De voet- en enkelchirurg (orthopedisch chirurg) voert klinisch onderzoek en beslist over aanvullend onderzoek.
Er wordt altijd een röntgenfoto van de enkel gemaakt. Voor het bepalen van de grootte, type en lokalisatie van het kraakbeenletsel, is het verrichten van een MRI of CT arthro noodzakelijk.
Osteochondraal letsel van talus op CT arthro
Conservatieve behandeling van osteochondraal letsel bestaat uit relatief rust, tijdelijk verbod van belastende sportactiviteiten, oefentherapie onder begeleiding van kinesist en gebruik van pijnstillers, indien nodig.
Bij persisterende klachten ondanks conservatieve maatregelen is een kijkoperatie (arthroscopie) van de enkel meestal onvermijdelijk.
Bij een kijkoperatie van de enkel brengt de voet- en enkelchirurg via kleine steekgaatjes een camera en werkinstrument binnen het gewricht. Het losse stukje bot of kraakbeen wordt verwijderd ( debridement).
In specifieke gevallen wordt het onderliggende bot voorbereid met kleine boorgaatjes, waardoor het lichaam gestimuleerd wordt om nieuw litteken-kraakbeen aan te maken. Het litteken-kraakbeen zal het defect opvullen. Dit procedure wordt microfracturing genoemd.
Voor de behandeling van grote kraakbeen letsels of recidiverende osteochondrale harden zijn soms andere operatietechnieken noodzakelijk.
Bijvoorbeeld kan het opvullen van het defect met eigen spongieus bot (autograft) uitkomsten bieden.
Een alternatief is om het opgevuld botdefect sluiten met een collageen membraan. Dit kan leiden tot migratie en nestelen van stamcellen op de membraan en vormen van nieuw kraakbeen. Deze techniek wordt MAST (Matrix-Associated Stem cell Transplantation) genoemd.
Een andere toegepaste techniek , is het opvullen van het groot kraakbeenletsel van talus met getransplanteerd kraakbeen uit de knie. Deze techniek wordt OATS (Osteochondral Autograft Transfer System) genoemd.

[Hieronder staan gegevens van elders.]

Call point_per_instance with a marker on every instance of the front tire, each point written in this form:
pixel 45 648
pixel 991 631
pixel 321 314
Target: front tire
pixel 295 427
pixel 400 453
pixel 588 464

Arthroscopisch microfracturing osteochondraal letsel van de talus
De nabehandeling en revalidatieprocedure is afhankelijk van toegepaste operatietechniek.

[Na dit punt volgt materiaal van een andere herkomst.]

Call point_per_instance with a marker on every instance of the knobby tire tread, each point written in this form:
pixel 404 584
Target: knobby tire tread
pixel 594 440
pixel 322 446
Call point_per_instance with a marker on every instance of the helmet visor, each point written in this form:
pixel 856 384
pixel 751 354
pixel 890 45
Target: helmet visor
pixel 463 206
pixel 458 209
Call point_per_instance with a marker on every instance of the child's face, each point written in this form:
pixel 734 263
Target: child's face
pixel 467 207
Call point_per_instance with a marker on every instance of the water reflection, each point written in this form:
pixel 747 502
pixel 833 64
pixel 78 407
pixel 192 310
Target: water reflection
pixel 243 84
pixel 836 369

Bij debridement van osteochondraal letsel wordt patiënt geadviseerd om de eerst twee weken na de operatie met krukken te stappen. Kinesitherapie wordt meestal gestart na 2 weken.
Indien gekozen wordt voor een microfracturing procedure, mag patiënt de enkel gedurende 6 weken niet belasten. Kinesitherapie wordt meestal gestart na 2 weken. Onbelaste sportactiviteiten zoals zwemmen en fietsen kunnen na 6 weken herstart worden. Belaste sportactiviteiten zoals hardlopen kan over het algemeen 3 tot 6 maanden na de ingreep hervat worden.
Zoals bij alle chirurgische ingrepen is er een kans op complicatie. Circa 1% van patiënten krijgt in meer of mindere mate te maken met complicaties. In dit geval kan dit bestaan uit een wondinfectie. Verder een gekneusde zenuwtakje kan leiden tot een tijdelijke gevoelsstoornissen van de huid rond de steekgaatjes en tevens op de voetrug. Vaak verbeteren deze gevoelsstoornissen in de loop van de tijd.
De dag van de operatie
U krijgt een voorschrift voor pijnstillers mee, u kunt uw medicatie bij uw apotheek ophalen.
Na 2 en 6 weken komt u terug op de raadpleging voor controle bij uw voet- en enkelspecialist.